Abstract
As sequencing technologies expand, more individual genomes and transcriptomes become available and can be used to refine existing species annotations. Annotations are currently generated by automated pipelines and maintained by manual curation. These pipelines are limited in their ability to generalise across all domains of life. Even highly accurate pipelines produce erroneous predictions due to the large number of genes in most genomes.
PINAPL is a software suite designed to identify unannotated genes in annotated genomes. Evidence-based gene predictions are compared to existing annotations to highlight genes not present in a species‟ annotation. Evidences are collected which can help to identify a gene as plausibly existing in that species. These data are visualized in an interactive manner aimed at facilitating manual curation of results.

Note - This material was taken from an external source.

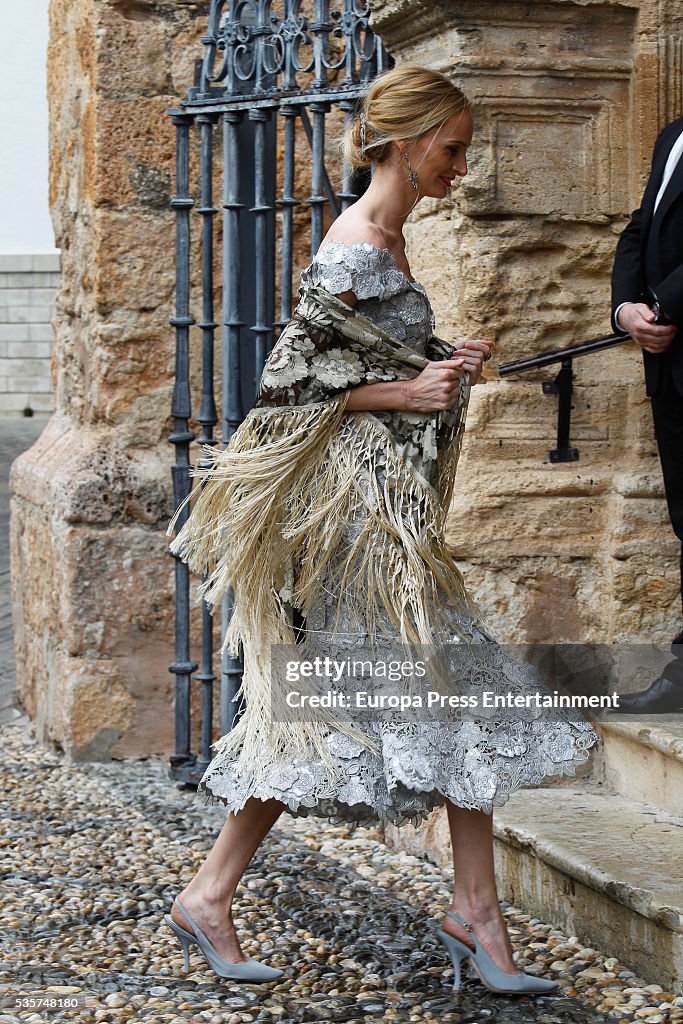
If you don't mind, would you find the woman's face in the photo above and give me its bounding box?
[404,111,474,199]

A number of well-supported, unannotated genes are identified by PINAPL, including RAG2 in Cod, KNL1 in Cow, and DOLK in Stickleback. These genes exhibit highly significant BLAST hits to existing genes with hundreds of orthologs, but which are missing in the respective genome annotations. Each of these genes plays an important role in cell biology and is linked to severe knockdown phenotypes. It is likely that these genes were missed by automated annotation methods.
PINAPL offers a comprehensive tool for running, visualizing, and curating unannotated genes in annotated genomes. The genes identified through PINAPL can be used to improve existing annotations to better represent an organism‟s biology, benefitting experimental and analytical work carried out based on that annotation.